引き裂かれた恋人を捜す大聖女は生贄結婚をすることになりました! ~実は私がスパダリ大聖女といわれているのは、ご存知ないですよね?~


 街の中心から少し東に向かったところで、大きな門へ入ると、美しい葉を輝かせた木々たちが、石造りの建物を取り巻くようにして包んでいる。
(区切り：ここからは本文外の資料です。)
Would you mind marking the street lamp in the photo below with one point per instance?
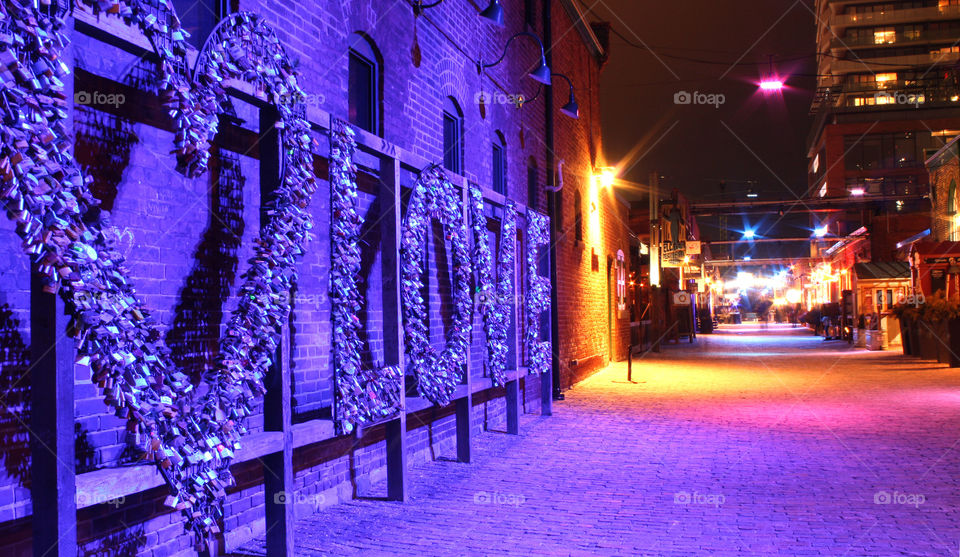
(493, 12)
(771, 85)
(541, 73)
 入り口の上には、大きな文字が刻まれ、それをアレッシェラは馬車から見上げながら呟いた。

「グラフォーレ博物館――?」

「はい、領内の見所を案内してほしいとのことでしたので」

 先に降りたレナールが、手をアレッシェラに差し出しながら、にっこりと笑う。その瞬間、相手のこの笑みの意味がわかった。

(ほーう、考えたな……!)

 おそらく、こちらの目的がレナールと親密になるためと悟ったからだろう。そのために、父親の名を汚さないもてなし場所で、かつデート先としては、あまり馴染みのない場所を選んだのに違いない。
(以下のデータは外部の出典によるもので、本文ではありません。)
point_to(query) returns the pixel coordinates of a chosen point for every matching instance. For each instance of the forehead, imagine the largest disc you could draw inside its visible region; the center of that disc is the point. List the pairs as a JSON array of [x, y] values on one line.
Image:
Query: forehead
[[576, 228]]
「俺は女性には疎いですから。楽しめそうな場所は思いつかないので、ご要望に一番近いこちらにいたしました」

「たしかに、グラフォーレを紹介するにはもってこいな場所だ。レナール様ご自身で考えてくださったのか?」

 腕を組みながら見上げて尋ねると、レナールは柔らかく笑っている。

「ええ、俺が考えました。アレシナ様をここにご案内することを、今朝ニコルや兄に話すと、もっと人の少ない湖などを勧められましたが……それでは、風景しかご覧になれないでしょう?」

 にっこりとした笑みに、アレッシェラの闘志が燃やされる。

(実にいい性格だ……!)

「たしかにここならば、グラフォーレのいろいろなことがわかる」

「ええ、ですが古いものも多いですので、退屈でしたら、いつでもおっしゃってください。どうか俺にご遠慮なさらず」

 昨夜の言葉に対して、そのまま返しているのだとわかる。

(頑固者というか、こいつかなり強く執着するタイプだろう!?)

 昨夜やられたことを、しっかりと引きずっているようだ。だが、あいにくと、こちらもこれで引き下がるつもりはない。

 だから、にこっと笑った。

「ああ! そういうものは大好きなので、ぜひ一緒に見にいこう!」

 そういえば、相手は目を丸くしている。

「あのっ……! 古いとは言っても、アンティークとか年代物の美術品とかではないのですよ!? ただの古い蔵書だったり、昔の生活道具だったり」

「それなら、なおさら見たい! ぜひ一緒に入ろう!」

 そう話すと、相手はさらに面食らったようだ。

 もちろん、レナールに諦めさせないためではあったが、それらに興味があったのも事実だ。

 いそいそと弾むように、アレッシェラはレナールと入り口へと向かった。